With a two-frame manual extractor we borrowed from the Fairfax Beekeeper Club, we set about pulling the honey out of the frames. Claire revealed a deft hand at scraping off the capping wax, pulling the wax off in long strips that looked like snakeskin. We set these aside to be rendered. Her deft hand meant that we could return the frames to the bees with the comb still intact, reducing their loss a bit and facilitating their build up for our next harvest.
Claire and Bob took turns manually cranking the extractor. At first, the results were not too impressive, barely a cup splattered along the sides. But subsequent frames started filling the extractor with our liquid gold and soon we were having to open the faucet on the bucket periodically to process the honey through the sieve below, filtering out bits of wax and hive debris. .All told, we harvested over 20lbs of honey.

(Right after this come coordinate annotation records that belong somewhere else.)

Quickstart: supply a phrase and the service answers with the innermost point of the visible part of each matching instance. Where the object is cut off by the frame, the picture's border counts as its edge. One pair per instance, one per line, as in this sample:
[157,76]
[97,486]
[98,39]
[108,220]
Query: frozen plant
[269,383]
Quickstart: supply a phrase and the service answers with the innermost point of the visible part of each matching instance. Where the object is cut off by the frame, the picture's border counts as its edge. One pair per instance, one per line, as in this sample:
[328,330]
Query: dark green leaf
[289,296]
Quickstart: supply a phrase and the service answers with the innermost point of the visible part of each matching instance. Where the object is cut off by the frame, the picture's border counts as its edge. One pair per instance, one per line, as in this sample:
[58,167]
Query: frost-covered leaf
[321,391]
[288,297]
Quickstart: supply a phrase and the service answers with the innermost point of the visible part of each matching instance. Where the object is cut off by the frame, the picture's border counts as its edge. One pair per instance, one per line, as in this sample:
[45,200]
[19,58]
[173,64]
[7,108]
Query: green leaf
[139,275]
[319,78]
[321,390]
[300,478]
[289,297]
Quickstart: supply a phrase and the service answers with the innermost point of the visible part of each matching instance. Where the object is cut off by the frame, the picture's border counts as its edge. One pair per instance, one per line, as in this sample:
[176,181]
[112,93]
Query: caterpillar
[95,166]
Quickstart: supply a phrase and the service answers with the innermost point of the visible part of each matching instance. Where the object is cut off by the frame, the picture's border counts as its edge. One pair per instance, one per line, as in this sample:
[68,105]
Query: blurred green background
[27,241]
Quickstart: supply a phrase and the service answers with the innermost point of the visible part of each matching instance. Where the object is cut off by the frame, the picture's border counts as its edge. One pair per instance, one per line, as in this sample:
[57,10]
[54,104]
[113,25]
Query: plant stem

Claire and I then began filling sterilized jars with the honey, fixing the farm's label to the jars. Honey is sticky and it got everywhere (I had some in my hair), which results in some loss. In the end, we processed and bottled 240 ounces of organic, pure, raw honey. Not bad for our first attempt and for what will be the smaller of our two harvests this year.
We felt like King Midas as we looked upon our bottled gold- how rich we are.
I have a new-found respect for the bees and the level of effort involved in foraging for pollen, putting up the nectar, treating it until it reaches the right degree of humidity (no more than 17% if you are interested--- and ponder for a moment how a tiny insect is able to gauge humidity levels. Amazing.), and capping it for winter. And then this awful white-gloved hand reaches in and steals the fruits of your labor.
Bees, we are sorry. But also not sorry. Because your honey is delicious.